Regenxbio (RGNX) Chardan's 8th Annual Genetic Medicines Conference summary

Company overview and pipeline highlights

• Over 15 years in gene therapy, with a shift from out-licensing to internal program development and significant growth in staff and capabilities.

• Focus on two main franchises: rare diseases (notably RGX-202 for Duchenne muscular dystrophy) and retinal diseases (notably RGX-314, partnered with AbbVie).

• Four programs advancing to late-stage development, with large commercial potential and strong execution in late-stage transitions.

RGX-202 (Duchenne muscular dystrophy) program

• RGX-202 features a differentiated microdystrophin construct with a human-like C-terminus, aiming for improved half-life and muscle repair.

• Safety profile is strong, with no serious adverse events and high microdystrophin levels in older patients, potentially enabling long-term functional benefits.

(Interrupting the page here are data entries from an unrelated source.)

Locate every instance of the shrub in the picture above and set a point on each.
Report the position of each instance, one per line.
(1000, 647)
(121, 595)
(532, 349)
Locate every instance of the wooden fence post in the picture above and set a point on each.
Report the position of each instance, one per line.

• Targeting a broad age range, including a new cohort for ages 1–3, addressing unmet needs and aligning with trends in newborn screening.

• Confident in accelerated approval pathway after positive FDA interactions and end-of-phase 2 meeting; pivotal study design aligns with regulatory expectations.

• Manufacturing capacity exceeds 2,000 doses/year, providing a cost advantage and supporting commercial scale.

RGX-314 (Retinal diseases) program

• Subretinal approach for wet AMD shows durable efficacy and safety, with some patients injection-free for 4–5 years.

• Suprachoroidal approach targets broader market access and is advancing through dose escalation, with strong safety enabling higher dosing.

• Two phase 3 studies (ATMOSPHERE in the US, ASCEND globally) compare RGX-314 to standard treatments, aiming for robust data at filing.

• Phase 2 AVIATE study in wet AMD is escalating to dose level 4, seeking further reductions in supplemental injections and improved vision outcomes.

• Prophylactic steroid regimen allows early tapering and maintains excellent tolerability at higher doses.